In swim coaching slang, "resources to the gills" (or sometimes just "resourced to the gills") is a complimentary way to describe a coach or a program that has an extraordinary amount of support, funding, facilities, staff, and perks — basically everything a coach could possibly need, and then some.
It’s the opposite of the typical underfunded, overworked age-group or high school coach who’s scraping by with a single 20-year-old pace clock and a kickboard held together with duct tape.
Examples of what “resources to the gills” looks like in swimming:
- Multiple 50m pools (indoor + outdoor), endless bulkheads, starting blocks on every lane
- Full-time paid assistant coaches (often 5–15 of them)
- Strength & conditioning staff, sports psychologists, nutritionists, physical therapists, and biomechanics/video analysis teams on payroll
- Unlimited equipment: parachutes, fins, snorkels, monofins, power towers, drag suits, harnesses, etc. — new sets every season
- Altitude camps, overseas training trips, private team travel with chartered buses or flights
- Massive operating budgets (hundreds of thousands or millions per year)

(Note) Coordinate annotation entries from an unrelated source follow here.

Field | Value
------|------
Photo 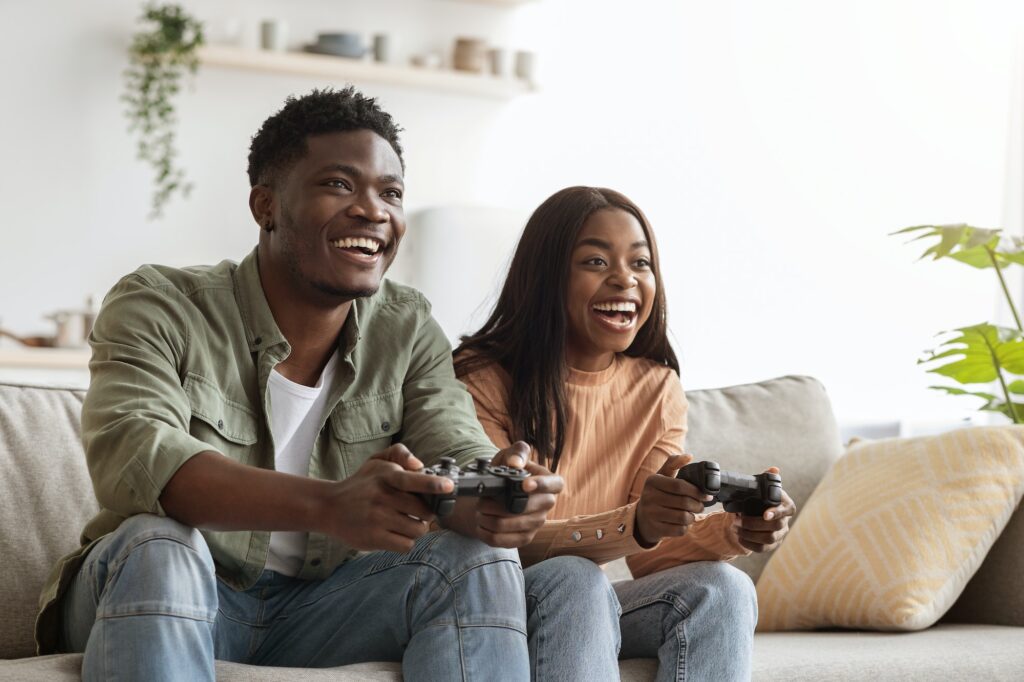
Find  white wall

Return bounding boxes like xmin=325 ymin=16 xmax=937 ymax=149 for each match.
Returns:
xmin=0 ymin=0 xmax=1024 ymax=421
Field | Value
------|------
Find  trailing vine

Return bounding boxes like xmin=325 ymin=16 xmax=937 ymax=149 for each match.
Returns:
xmin=122 ymin=2 xmax=203 ymax=218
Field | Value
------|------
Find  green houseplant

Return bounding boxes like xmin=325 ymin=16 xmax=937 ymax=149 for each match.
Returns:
xmin=122 ymin=3 xmax=204 ymax=218
xmin=893 ymin=224 xmax=1024 ymax=424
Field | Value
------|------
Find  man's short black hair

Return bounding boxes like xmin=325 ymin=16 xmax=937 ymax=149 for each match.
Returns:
xmin=249 ymin=86 xmax=406 ymax=187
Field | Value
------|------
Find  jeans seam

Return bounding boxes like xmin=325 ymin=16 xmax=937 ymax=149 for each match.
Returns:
xmin=526 ymin=593 xmax=544 ymax=680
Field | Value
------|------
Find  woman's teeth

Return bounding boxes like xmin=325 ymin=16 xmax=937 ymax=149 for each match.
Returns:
xmin=331 ymin=237 xmax=381 ymax=255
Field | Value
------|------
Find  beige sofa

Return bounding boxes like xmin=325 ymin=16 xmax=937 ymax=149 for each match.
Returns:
xmin=0 ymin=377 xmax=1024 ymax=682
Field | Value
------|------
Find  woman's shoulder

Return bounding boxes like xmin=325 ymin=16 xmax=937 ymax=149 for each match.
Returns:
xmin=618 ymin=354 xmax=679 ymax=387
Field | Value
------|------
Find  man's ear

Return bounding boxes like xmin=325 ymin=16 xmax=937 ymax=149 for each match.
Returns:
xmin=249 ymin=184 xmax=273 ymax=231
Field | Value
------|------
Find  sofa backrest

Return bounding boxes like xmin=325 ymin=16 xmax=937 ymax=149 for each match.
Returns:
xmin=686 ymin=377 xmax=843 ymax=582
xmin=0 ymin=384 xmax=98 ymax=658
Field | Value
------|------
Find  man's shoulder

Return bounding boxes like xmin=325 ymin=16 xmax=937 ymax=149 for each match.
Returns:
xmin=359 ymin=278 xmax=430 ymax=311
xmin=122 ymin=260 xmax=238 ymax=296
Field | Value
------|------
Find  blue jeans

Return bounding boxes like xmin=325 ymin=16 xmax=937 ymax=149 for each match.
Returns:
xmin=61 ymin=514 xmax=617 ymax=681
xmin=614 ymin=561 xmax=758 ymax=682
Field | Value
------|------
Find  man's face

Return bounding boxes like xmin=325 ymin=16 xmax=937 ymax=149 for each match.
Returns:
xmin=257 ymin=130 xmax=406 ymax=304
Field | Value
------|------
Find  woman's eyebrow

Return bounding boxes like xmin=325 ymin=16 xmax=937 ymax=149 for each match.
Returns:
xmin=575 ymin=237 xmax=650 ymax=251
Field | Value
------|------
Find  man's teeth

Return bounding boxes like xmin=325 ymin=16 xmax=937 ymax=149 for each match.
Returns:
xmin=594 ymin=301 xmax=637 ymax=312
xmin=331 ymin=237 xmax=381 ymax=253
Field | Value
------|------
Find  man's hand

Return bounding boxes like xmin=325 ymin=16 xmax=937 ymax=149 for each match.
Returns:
xmin=730 ymin=467 xmax=797 ymax=554
xmin=324 ymin=444 xmax=453 ymax=552
xmin=634 ymin=455 xmax=712 ymax=546
xmin=453 ymin=440 xmax=563 ymax=547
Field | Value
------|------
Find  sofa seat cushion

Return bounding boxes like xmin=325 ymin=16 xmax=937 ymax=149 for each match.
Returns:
xmin=752 ymin=625 xmax=1024 ymax=682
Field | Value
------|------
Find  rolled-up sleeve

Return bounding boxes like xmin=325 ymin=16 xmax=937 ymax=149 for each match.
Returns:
xmin=82 ymin=274 xmax=211 ymax=516
xmin=401 ymin=310 xmax=497 ymax=466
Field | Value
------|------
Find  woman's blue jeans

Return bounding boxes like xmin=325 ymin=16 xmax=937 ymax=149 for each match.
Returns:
xmin=62 ymin=514 xmax=618 ymax=681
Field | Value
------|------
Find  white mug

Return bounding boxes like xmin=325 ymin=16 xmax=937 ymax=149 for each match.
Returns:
xmin=259 ymin=19 xmax=288 ymax=52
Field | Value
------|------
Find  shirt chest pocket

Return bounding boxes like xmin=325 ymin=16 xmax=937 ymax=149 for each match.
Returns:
xmin=183 ymin=373 xmax=259 ymax=462
xmin=331 ymin=388 xmax=404 ymax=466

- Top-of-the-line technology: Dartfish/Coach’s Eye setups in every lane, force-plate starts, velocity meters, physiological testing labs
Programs/coaches commonly described this way:
- Top NCAA Division I programs (Texas, Cal, Florida, Virginia, NC State, Stanford, etc.)
- Elite professional/post-grad training groups (e.g., Bob Bowman’s group in Arizona historically, Michael Bultman’s current ASU pro group, some of the big Australian or French national training centers)
- Certain very wealthy club teams in the U.S. (e.g., Nation’s Capital, Sandpipers of Nevada, Bolles, Carmel Swim Club at their peak, some Texas or California mega-clubs)
When someone says a coach is “resourced to the gills,” the subtext is usually:
“That guy/gal has every possible advantage known to man — if they don’t produce Olympians or national champions, it’s on them, not the program.”It’s the swim-coach version of saying someone is “set up to win” or “has the keys to the Ferrari.”